It’s important to realize, as gardeners, that our season does not begin with late spring and end with early autumn. There are lots of plants that will grow well into the winter and like to germinate when the weather isn’t too warm. In other words, fresh vegetables are possible for all or most of the year in most places, and that’s without a greenhouse.
Greens are one of the healthiest foods on the planet, providing a host of vitamins and minerals. For the most part, greens are cold weather crops. When sensitive stuff like tomatoes and green beans have long since waved bye-bye, greens will continue churning out fresh leaves and keeping our diets on track.
The other great thing is that, despite being ubiquitously leafy, greens have unique flavors and textures that keep the winter harvest both interesting and diverse. There are a lot of greens to choose from for cold weather gardens.
When a taste of the South is what’s for dinner, a mess of collard greens has to be on the menu. Collards are part of the cabbage family, which will feature prominently in any winter garden. They can survive temperatures well below freezing, and they improve with taste after they’ve endured a frost (true for many on this list).
Kale has really grown in popularity in the last decade. Known to be highly nutritious, it is also a great survivor. It’s very productive in cooler weather, and though it might get eaten and appear questionable in the summer months, kale is capable of making a comeback for an autumn-winter crop. It’s a wonderful pick-and-eat green.
Spinach isn’t interested in warm weather at all. Planted in the spring, it will bolt as soon as things start heating up. And, in the fall, it doesn’t want to germinate until temperatures have truly cooled off for good. Obviously, we know its reputation as a vitamin powerhouse, so why wouldn’t we plant some for the winter?
There are loads of delicious “Asian” greens, most of which are linked to the cabbage family, to include in the cold weather garden. Tatsoi is probably the number one pick because it is amongst the hardiest. But, also, what makes it great is that the leaf is sturdy enough for stir-fries and tender enough for salad. Another great Asian green for the list is bok choy.
One of the hardiest greens, mâche is more or less a gardener’s treat. It doesn’t ship well and rarely turns up at farmers’ markets. It also grows very slowly. However, it survives those cold temperatures and provides a delicious green that seems tailor-made for transporting vinaigrette from plate to mouth.
Native to the United States, particularly the West Coast, claytonia is more often referred to as miner’s lettuce. It can be foraged in areas around San Francisco, where gold miners used it as, one might have guessed by now, lettuce. It’s too delicate for cooking but has wonderfully tasty leaves for salads. With a little protection, it may withstand the entire winter.
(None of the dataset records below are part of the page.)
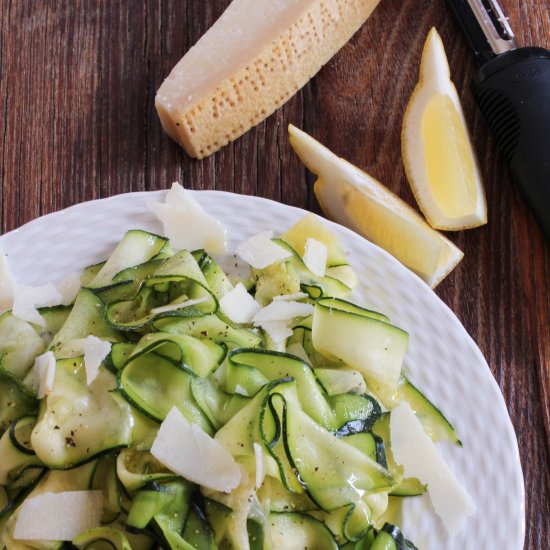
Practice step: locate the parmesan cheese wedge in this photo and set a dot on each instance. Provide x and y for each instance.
(58, 516)
(416, 452)
(188, 451)
(254, 58)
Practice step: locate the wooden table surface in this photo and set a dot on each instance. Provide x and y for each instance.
(77, 122)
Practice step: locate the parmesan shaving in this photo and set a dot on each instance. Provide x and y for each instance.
(186, 224)
(58, 516)
(278, 331)
(315, 257)
(188, 451)
(6, 284)
(283, 311)
(95, 351)
(290, 297)
(239, 305)
(27, 299)
(416, 452)
(44, 374)
(178, 305)
(260, 251)
(260, 469)
(69, 288)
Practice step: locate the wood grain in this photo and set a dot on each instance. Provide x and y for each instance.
(77, 86)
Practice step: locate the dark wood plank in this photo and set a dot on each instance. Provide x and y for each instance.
(77, 86)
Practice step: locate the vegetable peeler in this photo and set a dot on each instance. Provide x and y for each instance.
(512, 90)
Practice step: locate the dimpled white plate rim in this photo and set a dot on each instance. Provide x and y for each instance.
(442, 358)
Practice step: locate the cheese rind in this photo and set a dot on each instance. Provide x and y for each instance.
(251, 61)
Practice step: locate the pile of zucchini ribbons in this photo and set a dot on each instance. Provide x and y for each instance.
(310, 432)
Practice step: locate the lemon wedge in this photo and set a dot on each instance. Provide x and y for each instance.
(353, 198)
(439, 158)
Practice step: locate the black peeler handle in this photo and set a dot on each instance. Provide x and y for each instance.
(513, 93)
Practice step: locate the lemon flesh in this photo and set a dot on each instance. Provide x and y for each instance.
(439, 158)
(351, 197)
(449, 162)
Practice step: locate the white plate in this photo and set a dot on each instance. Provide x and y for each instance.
(442, 359)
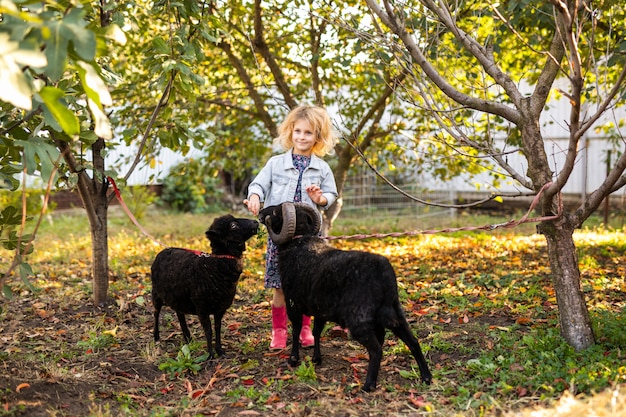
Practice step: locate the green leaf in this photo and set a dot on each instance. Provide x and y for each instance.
(39, 154)
(83, 40)
(7, 292)
(53, 99)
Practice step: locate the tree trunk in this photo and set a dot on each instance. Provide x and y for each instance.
(573, 315)
(100, 251)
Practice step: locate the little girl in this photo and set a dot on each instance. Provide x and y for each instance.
(306, 134)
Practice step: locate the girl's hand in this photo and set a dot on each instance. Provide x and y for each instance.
(253, 204)
(315, 193)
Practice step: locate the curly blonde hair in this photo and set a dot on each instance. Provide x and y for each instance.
(326, 137)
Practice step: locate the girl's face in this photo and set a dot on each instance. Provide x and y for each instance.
(303, 138)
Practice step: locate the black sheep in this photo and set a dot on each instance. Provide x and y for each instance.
(193, 282)
(355, 289)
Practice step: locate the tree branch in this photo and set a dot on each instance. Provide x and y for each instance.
(397, 26)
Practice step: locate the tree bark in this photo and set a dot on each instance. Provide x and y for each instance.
(100, 249)
(574, 319)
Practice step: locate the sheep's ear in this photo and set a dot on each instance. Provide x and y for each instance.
(289, 225)
(313, 215)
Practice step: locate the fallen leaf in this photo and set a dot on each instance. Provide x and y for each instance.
(22, 386)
With a fresh, spicy flavor about it, arugula has the reputation for bolting in warm weather, and it is fabulous at enduring cooler times. There are even perennial versions of it (“Sylvetta”), and it’s very adept at seeding itself for the next season. Arugula is a tasty salad green, and it does something amazing when riding a slice of pizza.
More so than the other greens on this list, chard can work well in both summer and winter. It’s a little more tolerant of the heat and perhaps a little less tolerant of the cold, though it can still withstand freezing temperatures. The great thing about including it in the mix is that chard can add some different colors to cold weather dishes.
It seems apparent with so many plants from the cabbage family on this list that cabbage itself would make it as well. Cabbage is often planted in early spring for a summer harvest, but it does well for the autumn garden. In fact, like other greens, its flavor may actually improve after a frost.
While most popular culinary herbs close up shop for winter, parsley prefers the cold. It can add some fresh flavor atop soups and stews, and it makes very tasty spreads, such as chimichurri. Parsley can also zip up a salad.
Summer may be the time when gardens overflow with squashes and cucumbers, but winter is when it can bustle with greens. Those greens are most definitely worth growing and are nutrient dense additions to the winter diet and a flash of color in snowy terrain.